Root Cause: An upstream data pipeline ETL job failed, causing some columns in the serving feature table to be filled with default values (0 or null). A data quality issue was falsely detected as drift.

Recovery Procedure:

  1. Placed TestNumberOfMissingValues and TestShareOfOutRangeValues in the Evidently TestSuite before the drift check stage
  2. Skip drift check on data quality failure and send a separate data pipeline alert
  3. Added data completeness validation gate to upstream ETL
  4. Included "recent data quality check results" information in drift alerts

Lesson: A data quality validation step must always be placed before the drift detection pipeline. Distinguishing between data quality issues and actual distribution changes is the key to operations.

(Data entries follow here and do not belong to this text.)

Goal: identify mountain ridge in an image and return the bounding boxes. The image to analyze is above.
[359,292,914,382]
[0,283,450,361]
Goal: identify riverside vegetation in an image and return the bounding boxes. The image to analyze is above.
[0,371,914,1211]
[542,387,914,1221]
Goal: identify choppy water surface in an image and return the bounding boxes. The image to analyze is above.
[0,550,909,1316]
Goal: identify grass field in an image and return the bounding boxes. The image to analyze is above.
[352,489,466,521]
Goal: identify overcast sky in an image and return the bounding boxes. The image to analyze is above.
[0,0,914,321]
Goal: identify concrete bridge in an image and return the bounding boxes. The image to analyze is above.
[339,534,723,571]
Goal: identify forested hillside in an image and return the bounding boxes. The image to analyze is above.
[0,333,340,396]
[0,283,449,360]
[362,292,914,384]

Case 3: Reference Data Contamination

Situation: After model retraining, reference data was updated with the new dataset. Afterwards, no drift was detected at all, rendering the monitoring system useless.

Root Cause: The data used for retraining already contained drift, and this contaminated data became the new reference. As a result, the drift was "normalized" and the baseline was reset.

Recovery Procedure:

  1. Automated drift comparison between new and previous reference data during reference update
  2. Added a gate to block reference updates when drift ratio exceeds a certain level
  3. Version-controlled reference data change history as MLflow artifacts
  4. Periodically compared against a golden dataset (manually verified high-quality data)

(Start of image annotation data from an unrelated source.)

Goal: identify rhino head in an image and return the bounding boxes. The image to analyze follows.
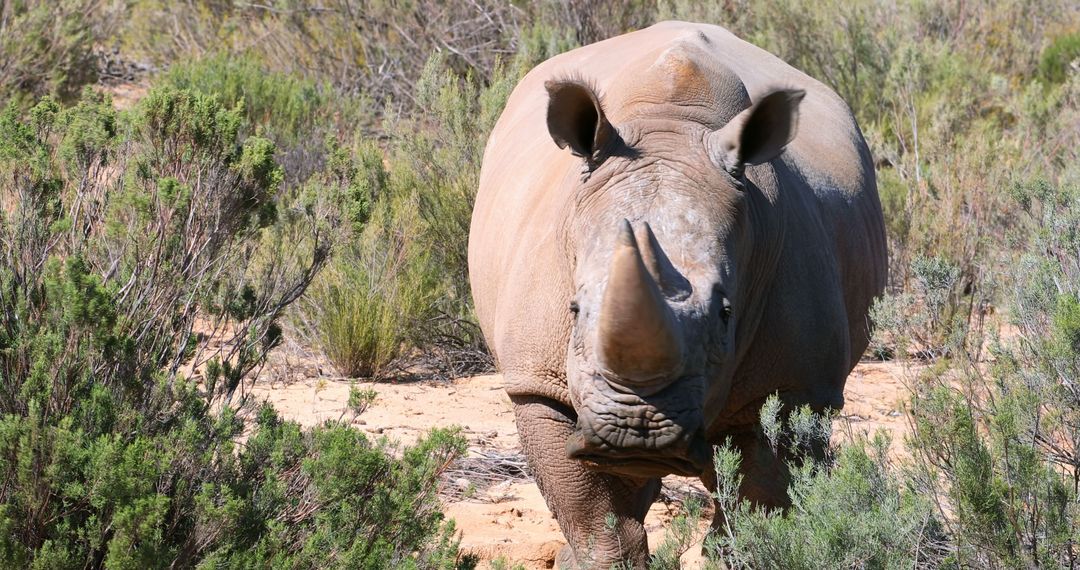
[545,73,804,477]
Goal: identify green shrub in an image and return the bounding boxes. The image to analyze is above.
[157,54,334,145]
[1039,32,1080,83]
[705,397,943,569]
[0,0,100,104]
[0,87,464,568]
[295,38,563,377]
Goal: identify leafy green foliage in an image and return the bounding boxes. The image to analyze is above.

Lesson: Reference data is the baseline of the monitoring system, so any changes must go through a validation process.

11. Production Monitoring Checklist

Pre-deployment Checklist

  • Is reference data version-controlled alongside model versions
  • Are Evidently Report/TestSuite integrated into the deployment pipeline
  • Are drift thresholds adjusted for domain characteristics
  • Is data quality validation placed before the drift detection stage
  • Is a fallback model registered in the registry
  • Are Grafana dashboards and alert rules configured

Operational Checklist

  • Are drift checks running on a normal schedule (monitoring the monitor)
  • Is the false positive rate at a manageable level (recommended under 5 per month)
  • Is reference data being updated at appropriate intervals
  • Are retraining triggers working properly, and is champion/challenger evaluation being performed
  • Are business KPIs and model performance metrics being tracked together
  • Is the mean time to respond (MTTR) after receiving alerts within SLA

Concept Drift Response Checklist

  • Is a label acquisition pipeline built (including delayed labels)
  • Are model performance metrics (Accuracy, F1, AUC) time-series trends being monitored
  • Are proxy metrics defined for periods without labels
  • Is A/B testing infrastructure ready

12. References

  1. Evidently AI - Data Drift Official Guide - A comprehensive guide covering data drift concepts, detection methodologies, and real-world cases.
  2. Evidently AI GitHub Repository - Open-source code, example notebooks, and community discussions.
  3. MLflow Model Registry Official Documentation - Model registry API, alias system, and deployment workflow guide.
  4. Evidently AI Official Documentation - Complete API reference and tutorials for Report, TestSuite, and Metric.
  5. Advanced ML Model Monitoring: Drift Detection, Explainability, and Automated Retraining - Advanced patterns for drift detection and automatic retraining pipelines.
  6. Google - ML Technical Debt (Hidden Technical Debt in Machine Learning Systems) - Foundational paper on technical debt and monitoring needs in ML systems.
  7. NannyML - Estimating Model Performance without Ground Truth - CBPE methodology for estimating model performance without labels.